Next four lectures

  • Disks; RAID
  • Cristo's Slides; stop before LFS
  • ext review; FUSE
  • Modern Filesystems; LFS -> ZFS -> BTRFS

Today: Disks and RAID

Hard Disks

  • Draw a disk
  • Tracks
  • Blocks (traditionally 512b, sometimes now 4k)
  • R/W Head
  • Platters
  • Logical Block Addresses

Latency for reads / writes:

  • Head latency to move to correct track

    • 1-10 ms
  • Rotation latency

    • 7200 RPM, math it out, 4ms
  • Max transfer is maybe 150 MBPS

  • So 150 MB of sequential 4k blocks takes about a second

  • How long does it take to transfer 150 MB of random 4k blocks?

    • 6ms to move read head + 4 for disk = 10
    • 150M / 4k = 37.5k
    • So 375 seconds just for seeks.

Optimizing for HDDs:

  • Avoid seeks by avoiding random access

Solid State Drives

  • Simulate HDDs using NAND Flash
  • Reads generally fast
    • maybe 25 microseconds to read a 4k block
  • Writes are pretty fast too
    • maybe 100 microseconds for a 4k block
  • But... writes are complicated

The problem: Erases

  • You can only write to Flash if it's empty.
  • Flash with data on it can't be overwritten, instead it first must be erased and then the newly empty space can be written to again.
  • Erases happen in large chunks at once - say 16k as an example.
  • Erases are pretty slow - more than 1 ms per chunk.
  • The number of times a chunk can be erased is limited. For the new low price QLC flash, that's like 1k erases per block. Once the erases run out that chunk can't be erased anymore.

This combination means that the obvious way to use flash in an SSD doesn't really work. Some files on disk get rewritten a lot, others almost never. If logical blocks mapped to physical blocks of flash, SSDs would be slow due to all the erases and they'd die pretty quick - a QLC drive might die in a few seconds.

This is solved with a virtualization layer. Kind of like with virtual memory, SSDs store a table that translates logical block #'s into physical block numbers. When a write happens to a logical block, the drive picks a physical block to use that happens to be empty and then changes the mapping.

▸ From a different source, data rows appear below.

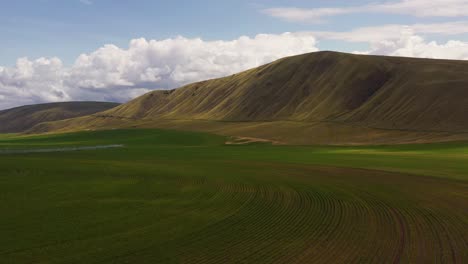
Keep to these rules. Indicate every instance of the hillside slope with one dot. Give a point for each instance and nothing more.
(25, 117)
(373, 92)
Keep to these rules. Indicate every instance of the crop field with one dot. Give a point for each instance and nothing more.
(184, 197)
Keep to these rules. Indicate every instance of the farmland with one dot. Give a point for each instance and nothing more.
(185, 197)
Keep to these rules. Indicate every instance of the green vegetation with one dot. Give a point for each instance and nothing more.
(185, 197)
(22, 118)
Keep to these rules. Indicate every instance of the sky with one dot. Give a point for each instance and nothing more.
(116, 50)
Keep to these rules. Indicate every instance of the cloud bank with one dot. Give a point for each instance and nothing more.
(112, 73)
(115, 74)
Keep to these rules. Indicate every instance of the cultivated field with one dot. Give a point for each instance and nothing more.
(184, 197)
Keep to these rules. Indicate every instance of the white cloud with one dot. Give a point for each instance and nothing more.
(410, 45)
(112, 73)
(115, 74)
(418, 8)
(394, 31)
(313, 15)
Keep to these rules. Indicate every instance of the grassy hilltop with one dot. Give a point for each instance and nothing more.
(185, 197)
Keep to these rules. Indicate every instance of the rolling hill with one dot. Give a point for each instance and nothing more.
(322, 97)
(25, 117)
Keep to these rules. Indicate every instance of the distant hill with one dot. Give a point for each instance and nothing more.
(328, 97)
(25, 117)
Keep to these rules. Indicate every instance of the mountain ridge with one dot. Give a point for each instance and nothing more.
(19, 119)
(375, 92)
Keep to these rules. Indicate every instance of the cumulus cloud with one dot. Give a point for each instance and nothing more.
(411, 45)
(418, 8)
(112, 73)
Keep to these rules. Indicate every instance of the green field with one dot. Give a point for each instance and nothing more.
(184, 197)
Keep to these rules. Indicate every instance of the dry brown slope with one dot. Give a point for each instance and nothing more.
(374, 92)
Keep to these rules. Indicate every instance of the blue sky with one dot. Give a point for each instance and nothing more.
(115, 50)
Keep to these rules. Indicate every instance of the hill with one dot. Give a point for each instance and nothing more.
(25, 117)
(322, 97)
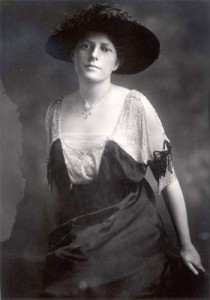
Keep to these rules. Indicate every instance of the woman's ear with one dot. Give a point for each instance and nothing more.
(116, 64)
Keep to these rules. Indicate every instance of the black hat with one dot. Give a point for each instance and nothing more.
(137, 46)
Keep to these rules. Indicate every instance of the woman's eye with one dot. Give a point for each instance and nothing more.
(105, 49)
(85, 46)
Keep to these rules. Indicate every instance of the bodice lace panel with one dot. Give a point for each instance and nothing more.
(139, 132)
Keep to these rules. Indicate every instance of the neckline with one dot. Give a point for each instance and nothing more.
(127, 97)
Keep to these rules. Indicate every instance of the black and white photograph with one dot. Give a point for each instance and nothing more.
(105, 151)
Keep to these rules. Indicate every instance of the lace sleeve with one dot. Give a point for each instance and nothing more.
(160, 162)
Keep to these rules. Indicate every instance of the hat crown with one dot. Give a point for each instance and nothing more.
(137, 47)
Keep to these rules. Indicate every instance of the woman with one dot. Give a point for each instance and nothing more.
(108, 242)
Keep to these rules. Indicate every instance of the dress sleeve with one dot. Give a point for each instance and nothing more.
(48, 124)
(160, 162)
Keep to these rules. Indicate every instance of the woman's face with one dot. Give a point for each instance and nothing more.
(95, 57)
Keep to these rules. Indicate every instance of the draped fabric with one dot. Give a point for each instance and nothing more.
(109, 242)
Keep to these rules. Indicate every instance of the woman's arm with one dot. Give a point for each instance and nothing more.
(175, 203)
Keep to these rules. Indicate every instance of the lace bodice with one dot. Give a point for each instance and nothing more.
(132, 134)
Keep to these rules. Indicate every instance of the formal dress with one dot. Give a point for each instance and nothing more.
(109, 242)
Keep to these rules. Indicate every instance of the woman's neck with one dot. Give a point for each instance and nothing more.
(91, 93)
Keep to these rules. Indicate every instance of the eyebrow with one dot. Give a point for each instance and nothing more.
(91, 42)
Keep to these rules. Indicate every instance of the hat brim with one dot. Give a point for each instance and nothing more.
(138, 46)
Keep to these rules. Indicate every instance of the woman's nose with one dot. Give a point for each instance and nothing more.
(95, 52)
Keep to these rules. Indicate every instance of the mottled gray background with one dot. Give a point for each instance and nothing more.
(176, 84)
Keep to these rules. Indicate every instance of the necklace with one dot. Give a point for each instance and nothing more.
(87, 108)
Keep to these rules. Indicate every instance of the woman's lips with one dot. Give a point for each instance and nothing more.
(92, 66)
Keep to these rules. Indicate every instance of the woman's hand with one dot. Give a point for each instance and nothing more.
(191, 259)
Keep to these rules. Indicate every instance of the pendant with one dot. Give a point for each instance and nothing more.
(87, 110)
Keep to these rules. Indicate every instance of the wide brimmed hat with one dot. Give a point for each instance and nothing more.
(137, 46)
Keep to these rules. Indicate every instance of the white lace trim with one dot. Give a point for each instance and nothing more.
(131, 134)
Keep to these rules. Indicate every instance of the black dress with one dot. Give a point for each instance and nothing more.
(109, 243)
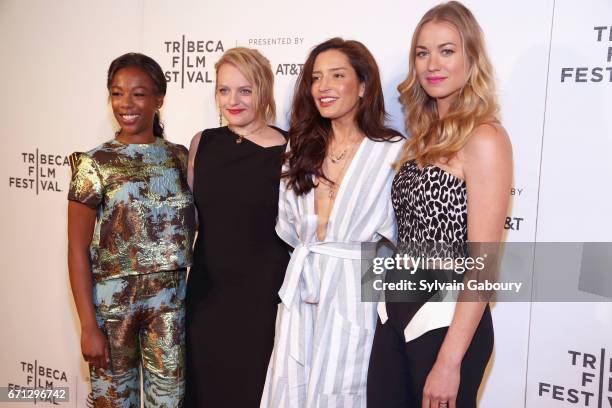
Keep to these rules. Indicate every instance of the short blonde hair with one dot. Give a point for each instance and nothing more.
(258, 71)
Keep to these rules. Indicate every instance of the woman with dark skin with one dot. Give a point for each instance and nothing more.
(130, 229)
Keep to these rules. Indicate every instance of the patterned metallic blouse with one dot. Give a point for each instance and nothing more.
(145, 221)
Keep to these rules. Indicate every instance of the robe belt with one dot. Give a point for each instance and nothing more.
(301, 289)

This allows the drive firmware to optimize for:

  • Speed, by always keeping a stash of empty blocks ready for writes.
  • Endurance, by spreading erases around over all the physical chunks on the disk. 1000 erases per chunk isn't a lot, but with 100k+ chunks in an SSD, millions of erases total ends up being pretty usable for many use cases


Redundant Array of Inexpensive Disks

  • Disks are unreliable
  • Disks are kind of slow
  • We can try to solve both problems by adding more disks.

RAID-0: Stripes

  • 2 disks is double speed on large reads

RAID-1: Mirroring

  • 2 disks means one can fail

RAID-10: Stripe of mirrors

  • Four disks gets you double performance and lets one disk fail.

RAID-4: Parity Disk

  • Any one disk can fail

RAID-5: Striped Parity

  • (n-1)x performance, any one disk can fail

RAID-6: Multiple parity

  • Two disks can fail